Why should we eat orange food in autumn? Because it’s seasonal and full of immune-building antioxidants, says chef Allegra McEvedy
Why are tomatoes red and what does that redness do for you? Why is a pink grapefruit better for you than a yellow one? Are black grapes really more nutritious than red ones? (Yes.) And what is it that makes pumpkins so vibrantly orange? For most of us, when we sit down to a plate of food our first impressions come from appearance and smell, long before flavour comes into play. The decision about whether we like what we see is determined by several factors, such as texture and complexity of appearance, but far and away the most important is colour.
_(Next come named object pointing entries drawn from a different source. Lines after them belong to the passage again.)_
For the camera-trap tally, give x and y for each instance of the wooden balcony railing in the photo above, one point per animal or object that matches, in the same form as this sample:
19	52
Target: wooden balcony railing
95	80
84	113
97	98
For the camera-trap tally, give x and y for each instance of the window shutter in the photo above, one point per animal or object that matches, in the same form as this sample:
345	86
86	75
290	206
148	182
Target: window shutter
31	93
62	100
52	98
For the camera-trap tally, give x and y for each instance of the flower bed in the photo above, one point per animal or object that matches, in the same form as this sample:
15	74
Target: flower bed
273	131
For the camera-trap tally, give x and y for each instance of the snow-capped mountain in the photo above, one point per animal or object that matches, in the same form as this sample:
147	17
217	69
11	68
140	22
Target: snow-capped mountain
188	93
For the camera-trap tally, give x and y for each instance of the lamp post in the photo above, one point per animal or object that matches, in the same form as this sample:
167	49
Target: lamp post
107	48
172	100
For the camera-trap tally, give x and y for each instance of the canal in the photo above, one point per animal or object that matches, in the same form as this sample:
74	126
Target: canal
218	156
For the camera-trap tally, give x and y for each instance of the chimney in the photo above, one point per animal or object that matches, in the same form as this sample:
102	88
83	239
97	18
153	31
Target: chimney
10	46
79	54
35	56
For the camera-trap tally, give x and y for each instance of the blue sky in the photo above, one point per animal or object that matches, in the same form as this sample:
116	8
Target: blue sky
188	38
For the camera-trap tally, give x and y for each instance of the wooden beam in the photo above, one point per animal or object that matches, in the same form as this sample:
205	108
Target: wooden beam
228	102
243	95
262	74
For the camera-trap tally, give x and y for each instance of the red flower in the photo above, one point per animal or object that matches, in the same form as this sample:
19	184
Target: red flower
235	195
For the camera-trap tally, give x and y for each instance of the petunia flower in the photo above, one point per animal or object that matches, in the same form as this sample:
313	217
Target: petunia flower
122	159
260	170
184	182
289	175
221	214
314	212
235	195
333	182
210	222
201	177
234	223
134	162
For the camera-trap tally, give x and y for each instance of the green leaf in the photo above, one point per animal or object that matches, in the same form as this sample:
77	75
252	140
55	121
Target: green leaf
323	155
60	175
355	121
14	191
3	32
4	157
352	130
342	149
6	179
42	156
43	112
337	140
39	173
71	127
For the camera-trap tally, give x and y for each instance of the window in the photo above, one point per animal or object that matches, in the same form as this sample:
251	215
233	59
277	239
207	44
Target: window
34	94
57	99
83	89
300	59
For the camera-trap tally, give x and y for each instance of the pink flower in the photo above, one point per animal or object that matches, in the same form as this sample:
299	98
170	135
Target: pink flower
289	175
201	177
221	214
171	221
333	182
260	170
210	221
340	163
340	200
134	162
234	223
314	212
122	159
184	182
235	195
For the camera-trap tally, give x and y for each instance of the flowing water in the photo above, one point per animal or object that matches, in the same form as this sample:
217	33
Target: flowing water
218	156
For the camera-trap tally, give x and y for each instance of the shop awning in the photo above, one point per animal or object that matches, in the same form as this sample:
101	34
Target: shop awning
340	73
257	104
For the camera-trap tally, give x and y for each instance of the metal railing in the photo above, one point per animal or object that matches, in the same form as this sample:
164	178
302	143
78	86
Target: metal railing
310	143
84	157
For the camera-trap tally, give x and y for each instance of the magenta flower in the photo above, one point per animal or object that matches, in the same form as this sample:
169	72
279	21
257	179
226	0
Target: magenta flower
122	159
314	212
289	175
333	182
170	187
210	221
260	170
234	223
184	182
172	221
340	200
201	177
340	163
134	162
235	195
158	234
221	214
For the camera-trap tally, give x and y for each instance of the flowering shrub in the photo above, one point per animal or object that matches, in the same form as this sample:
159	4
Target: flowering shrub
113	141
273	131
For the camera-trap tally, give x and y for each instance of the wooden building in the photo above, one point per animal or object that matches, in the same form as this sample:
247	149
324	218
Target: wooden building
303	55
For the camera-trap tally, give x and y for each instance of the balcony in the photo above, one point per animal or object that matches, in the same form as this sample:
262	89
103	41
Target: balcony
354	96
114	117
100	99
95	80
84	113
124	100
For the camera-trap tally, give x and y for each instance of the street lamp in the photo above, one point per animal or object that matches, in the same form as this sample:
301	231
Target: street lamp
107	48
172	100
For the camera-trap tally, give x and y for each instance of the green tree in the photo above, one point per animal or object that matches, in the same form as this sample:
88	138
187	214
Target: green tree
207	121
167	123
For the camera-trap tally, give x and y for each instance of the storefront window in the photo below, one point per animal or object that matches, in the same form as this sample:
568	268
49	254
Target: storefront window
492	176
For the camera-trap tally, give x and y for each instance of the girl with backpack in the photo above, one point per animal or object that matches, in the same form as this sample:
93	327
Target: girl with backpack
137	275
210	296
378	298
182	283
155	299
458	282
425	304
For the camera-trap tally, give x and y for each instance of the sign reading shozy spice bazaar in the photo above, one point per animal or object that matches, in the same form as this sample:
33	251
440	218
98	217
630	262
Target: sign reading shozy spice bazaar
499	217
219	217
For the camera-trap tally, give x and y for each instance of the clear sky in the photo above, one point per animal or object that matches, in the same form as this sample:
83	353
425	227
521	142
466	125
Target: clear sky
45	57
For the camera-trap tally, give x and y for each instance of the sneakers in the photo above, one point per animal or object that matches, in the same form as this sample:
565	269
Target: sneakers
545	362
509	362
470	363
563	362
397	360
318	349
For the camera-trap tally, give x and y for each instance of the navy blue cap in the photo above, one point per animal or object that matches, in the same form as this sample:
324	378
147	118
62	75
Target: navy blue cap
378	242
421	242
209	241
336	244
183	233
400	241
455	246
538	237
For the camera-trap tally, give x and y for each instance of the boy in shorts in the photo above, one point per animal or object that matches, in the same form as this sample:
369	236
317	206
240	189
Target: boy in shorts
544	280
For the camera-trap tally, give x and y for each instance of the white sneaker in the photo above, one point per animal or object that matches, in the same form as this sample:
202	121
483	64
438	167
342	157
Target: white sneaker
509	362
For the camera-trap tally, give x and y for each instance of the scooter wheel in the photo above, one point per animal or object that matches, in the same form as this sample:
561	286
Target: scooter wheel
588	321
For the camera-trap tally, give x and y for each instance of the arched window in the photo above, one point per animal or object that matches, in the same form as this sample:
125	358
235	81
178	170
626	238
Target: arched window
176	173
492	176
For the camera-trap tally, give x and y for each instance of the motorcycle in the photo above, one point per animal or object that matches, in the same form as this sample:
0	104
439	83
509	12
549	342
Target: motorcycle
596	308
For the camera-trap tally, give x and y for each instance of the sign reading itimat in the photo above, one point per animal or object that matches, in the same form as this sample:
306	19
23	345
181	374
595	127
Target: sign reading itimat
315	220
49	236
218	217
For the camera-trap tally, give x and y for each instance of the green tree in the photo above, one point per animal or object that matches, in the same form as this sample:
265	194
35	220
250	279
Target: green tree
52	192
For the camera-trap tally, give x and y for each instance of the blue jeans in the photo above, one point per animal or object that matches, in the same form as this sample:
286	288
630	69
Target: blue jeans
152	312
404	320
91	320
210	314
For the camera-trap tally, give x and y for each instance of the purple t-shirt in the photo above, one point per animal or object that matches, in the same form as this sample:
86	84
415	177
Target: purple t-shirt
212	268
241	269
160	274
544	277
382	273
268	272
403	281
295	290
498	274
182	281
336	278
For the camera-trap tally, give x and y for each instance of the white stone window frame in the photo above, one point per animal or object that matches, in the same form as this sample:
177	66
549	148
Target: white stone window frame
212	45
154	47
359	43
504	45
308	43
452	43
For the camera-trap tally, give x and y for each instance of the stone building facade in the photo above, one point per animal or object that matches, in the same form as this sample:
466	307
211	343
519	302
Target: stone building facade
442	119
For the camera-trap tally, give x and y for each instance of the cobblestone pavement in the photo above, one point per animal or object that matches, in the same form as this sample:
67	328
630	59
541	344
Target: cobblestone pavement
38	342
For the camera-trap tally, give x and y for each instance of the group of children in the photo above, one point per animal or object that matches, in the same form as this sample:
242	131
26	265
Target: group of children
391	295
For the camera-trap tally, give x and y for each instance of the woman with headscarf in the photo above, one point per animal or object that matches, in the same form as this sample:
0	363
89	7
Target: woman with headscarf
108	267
There are a lot of people in the food-supply business who realised this a long time ago and, unfortunately, they have been trying to dupe us subtly ever since with an assortment of devices such as chemical preservative sprays and even genetic modification. Yet it isn’t just the food suppliers who are at fault. Joe Public has been lazy, choosing to go for the easy option: “Wouldn’t a summer berry pavlova be delicious after the Christmas turkey!” We rarely stop to work out that those strawberries have come a minimum of 4,000 miles and have been squirted with all sorts of funniness to keep them in pristine condition for a scary amount of time.
The tragedy is that strawberries in mid- winter don’t do any kind of justice to their seasonal counterpart when it comes to flavour, nor for that matter do they do your body much good. A strawberry that has been flown in from Morocco, if you’re lucky, or South Africa, if you’re not, will contain less than 10 per cent of the iron, vitamin C and immune-building antioxidants than one bought locally in summer.